Negli anni ’60 e per alcuni decenni a venire, la ricettività sanfeliciana è stata competitiva con altri luoghi di vacanza. Oggi, in un mondo globalizzato e complesso, San Felice non è più competitiva né attrattiva come allora, e gli standard qualitativi dei beni e servizi offerti sono spesso di gran lunga sotto la media. La qualità della vita di oggi su questo Promontorio si basa fortemente sulle bellezze naturalistiche di cui godiamo in un certo senso da privilegiati, ma che tuttavia non possono colmare il vuoto di altri servizi essenziali totalmente mancanti per la collettività.

Oggi, in un tempo in cui tutte le nostre certezze sono venute a mancare a causa di una pandemia, abbiamo la grande opportunità di riscoprire il senso della Comunità, l’importanza e la necessità di essere solidali e pensare non solo a noi stessi ma anche al prossimo vicino a noi. In un senso diffuso di smarrimento, è significativa l’immagine del nostro centro storico più deserto che mai, ma non troppo distante dalla sua quotidianità nei mesi invernali, pieno di porte e finestre chiuse, barricato in se stesso. Nella sua desolazione è e rimane sempre un punto di riferimento imponente e inalienabile per noi sanfeliciani, e potrebbe in un prossimo futuro riscoprire la sua funzione vitale di piazza attorno alla quale una comunità ricomincia a uscire di casa e a ritrovarsi nella sua memoria storica. Immagino un centro storico che riapre porte e finestre, una scuola che si amplia ad innumerevoli nuove attività piuttosto che chiudersi per sempre, una serie di botteghe in cui si riscoprono arti e mestieri nella loro attuale dimensione innovativa.
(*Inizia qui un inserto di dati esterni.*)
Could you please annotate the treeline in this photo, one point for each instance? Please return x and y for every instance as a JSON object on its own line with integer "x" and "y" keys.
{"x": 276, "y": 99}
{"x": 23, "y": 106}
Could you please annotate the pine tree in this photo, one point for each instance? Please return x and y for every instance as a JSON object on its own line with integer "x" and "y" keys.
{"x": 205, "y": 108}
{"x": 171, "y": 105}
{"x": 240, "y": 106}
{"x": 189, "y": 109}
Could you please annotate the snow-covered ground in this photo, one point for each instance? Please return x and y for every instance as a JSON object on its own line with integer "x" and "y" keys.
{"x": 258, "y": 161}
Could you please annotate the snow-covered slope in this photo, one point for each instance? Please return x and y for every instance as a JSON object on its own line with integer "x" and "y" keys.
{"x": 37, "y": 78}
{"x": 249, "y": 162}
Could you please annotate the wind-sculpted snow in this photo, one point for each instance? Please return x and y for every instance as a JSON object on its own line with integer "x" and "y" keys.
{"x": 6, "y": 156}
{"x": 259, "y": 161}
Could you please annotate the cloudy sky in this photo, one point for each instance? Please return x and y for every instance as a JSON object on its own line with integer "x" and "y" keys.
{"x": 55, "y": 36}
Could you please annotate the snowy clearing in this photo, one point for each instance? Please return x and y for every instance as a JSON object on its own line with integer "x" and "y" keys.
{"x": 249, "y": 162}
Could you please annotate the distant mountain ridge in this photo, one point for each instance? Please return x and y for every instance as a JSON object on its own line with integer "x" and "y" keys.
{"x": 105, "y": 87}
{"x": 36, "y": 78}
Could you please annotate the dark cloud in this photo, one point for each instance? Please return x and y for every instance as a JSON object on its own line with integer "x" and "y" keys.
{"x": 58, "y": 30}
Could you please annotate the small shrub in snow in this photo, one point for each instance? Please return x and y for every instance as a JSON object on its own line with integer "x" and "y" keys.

Immagino tutto questo e non ho più paura perché mi ritrovo in quelle strade e in quei vicoli con i miei compagni a comprare 200 lire di pizza rossa da Pennellone prima di andare a scuola…

Questo è il tempo della creatività che soppianta la paura, il tempo in cui per la prima volta si riscopre l’immenso valore del capitale umano al di fuori dei cerchi magici, il tempo per immaginarci operosi e vitali tutti insieme nella nostra montagna, nel nostro mare e nelle nostre campagne, ricordando ciò che eravamo e che non siamo più, e immaginando per la prima volta quello che potremmo essere.